Pero lo de ser camarera tiene su intríngulis, no os vayáis a pensar. Por ejemplo, he desarrollado una técnica insuperable para escaquearme de las preguntas tipo: "¿Y qué vino me recomiendas?" incluso antes de haber sido formuladas. El truco es abrirles la carta de vinos y decir: "Les dejo que elijan entre nuestra amplia oferta" y salir corriendo. Por ahora ha funcionado.

También hay clientes que te hacen vivir momentos surrealistas como la señora alemana vegetariana que, después de poner cara de asco delante de todas las tapas porque casi todas son de pescado, de decirme que tampoco come champiñones ni queso de cabra, que no le gustan las alcaparras ni los pimientos con queso, decide meterse entre pecho y espalda una ensalada de patatas, aceitunas... y beicon, porque "Total, da igual".

Y el momento impagable del día es salir de trabajar a las cuatro y media de la mañana y que sea totalmente de día. Viva el verano berlinés.

martes, 8 de julio de 2008

jueves, 3 de julio de 2008

El olor del café tostado

Desde que Proust y su madalena (o magdalena) se hicieran tan famosos, hablar de cómo un olor te puede traer vívidos recuerdos que permanecían algo adormilados en algún rincón de nuestra memoria resulta un manido tema. Sin embargo, no puedo renunciar a escribir unas líneas sobre el olor del café tostado.

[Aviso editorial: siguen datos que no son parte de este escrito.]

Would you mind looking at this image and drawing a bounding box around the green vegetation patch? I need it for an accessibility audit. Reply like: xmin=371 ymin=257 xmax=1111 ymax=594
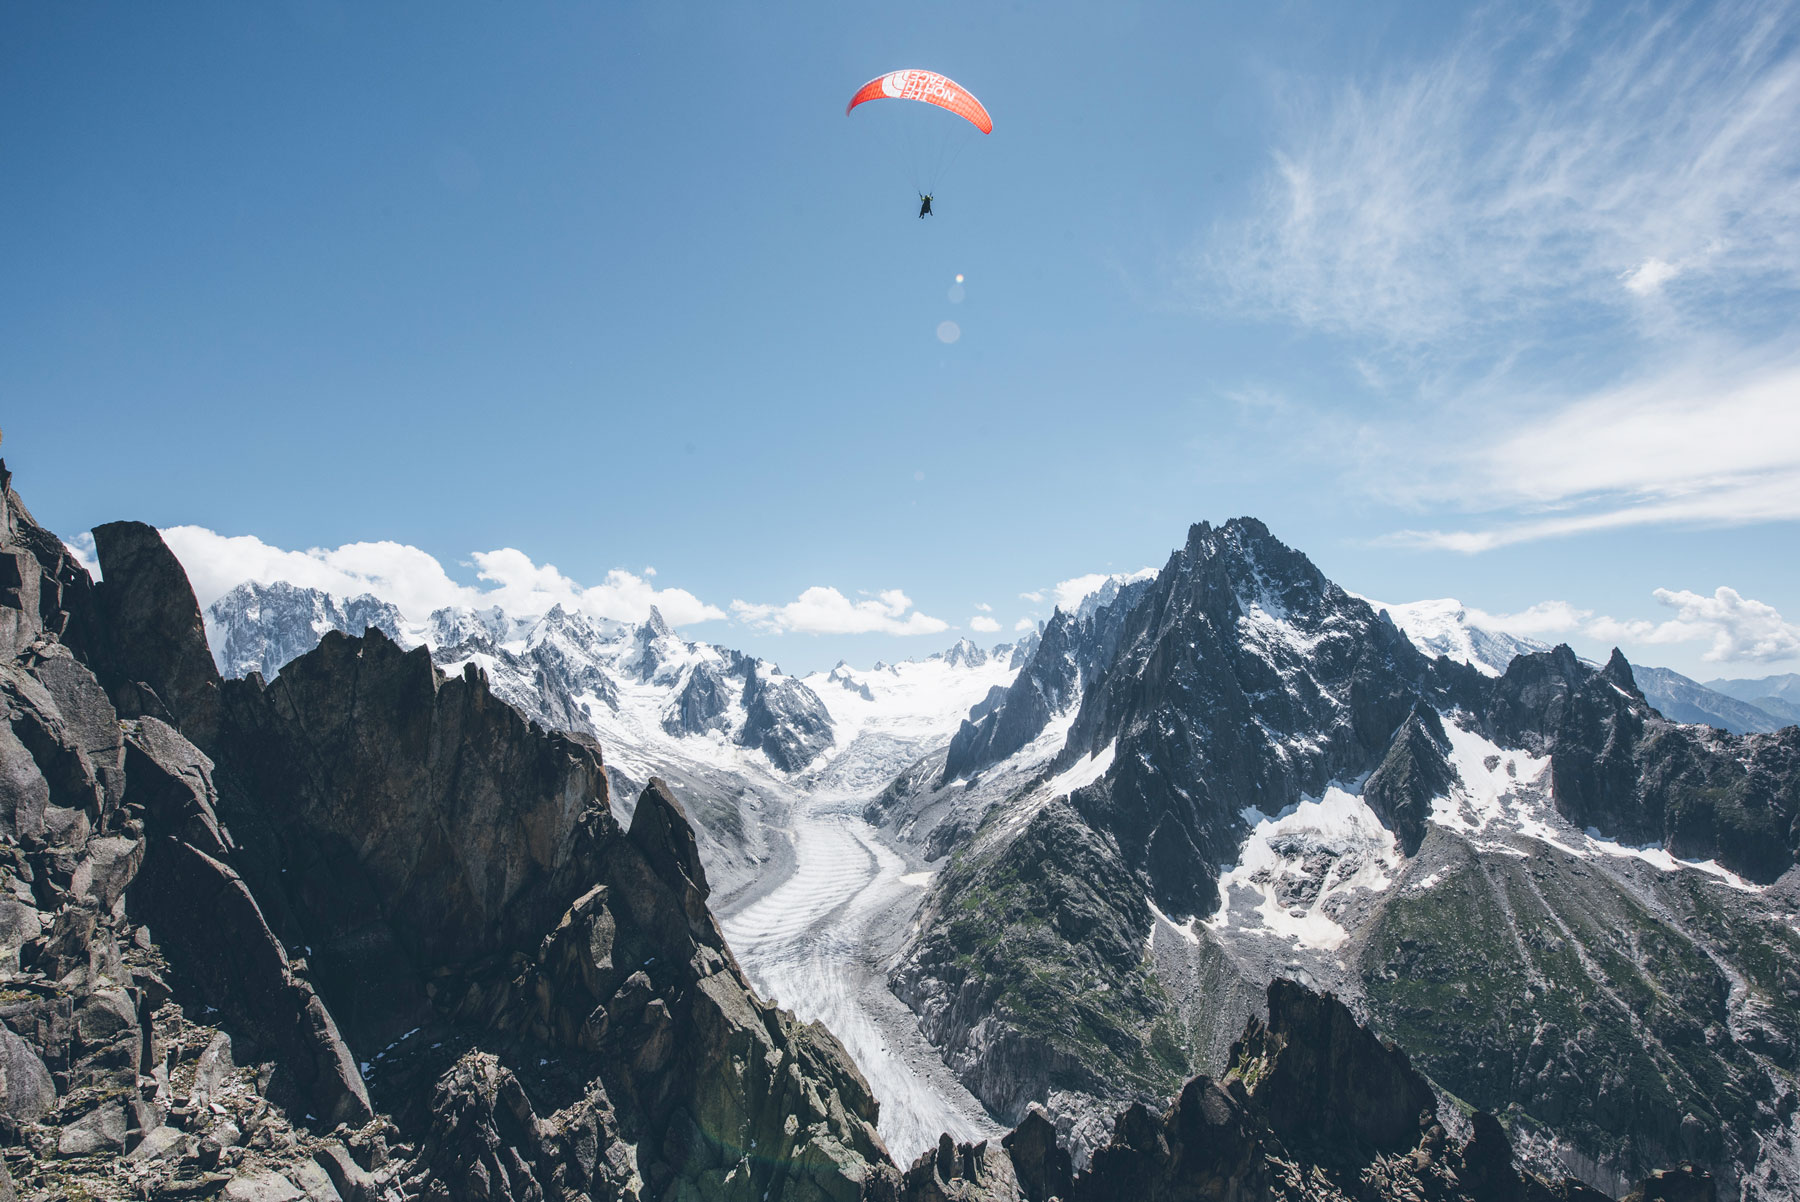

Ayer por la tarde bajaba yo del metro en Hackescher Markt, con un calor abrasador más que inusual para esta ciudad, intentando coger el aire que me había faltado en el vagón del metro, cuando de repente olí a café. Pero no a café recién hecho, ni a café moliéndose. No, a café tostándose. Es un olor muy dulzón, casi desagradable, que te envuelve y te pringa y no te deja.

Me paré, olfateé en el aire, hinché mis pulmones de ese olor. Y de repente, como un clic, me vi perfectamente bajando de la estación de tren de Castellón, cogiendo el bus y tomando el camino a la universidad. Al lado de la estación hay (supongo que sigue habiendo) una fábrica de café y, muy a menudo, ese olor flotaba, pesado, en el ambiente. Cuando empecé mis viajes diarios a la Plana Alta, ese olor era algo que me molestaba, que me empalagaba. Luego me acostumbré y al final era parte de mi pequeña rutina diaria, como lo era comprarme golosinas cada vez que perdía el tren de vuelta a casa por segundos.

La estación de tren de Castellón no es el lugar más romántico del mundo, ni el olor me trajo recuerdos especialmente agradables (pues acabé harta de ir todos los días a esa ciudad tan fea), pero qué sensación tan extraña es tener la impresión de volver a estar allí. En medio de Hackescher Markt, en una de las zonas más turísticas de Berlín, con los rayos de sol cayendo en vertical, volví unos cuantos años atrás.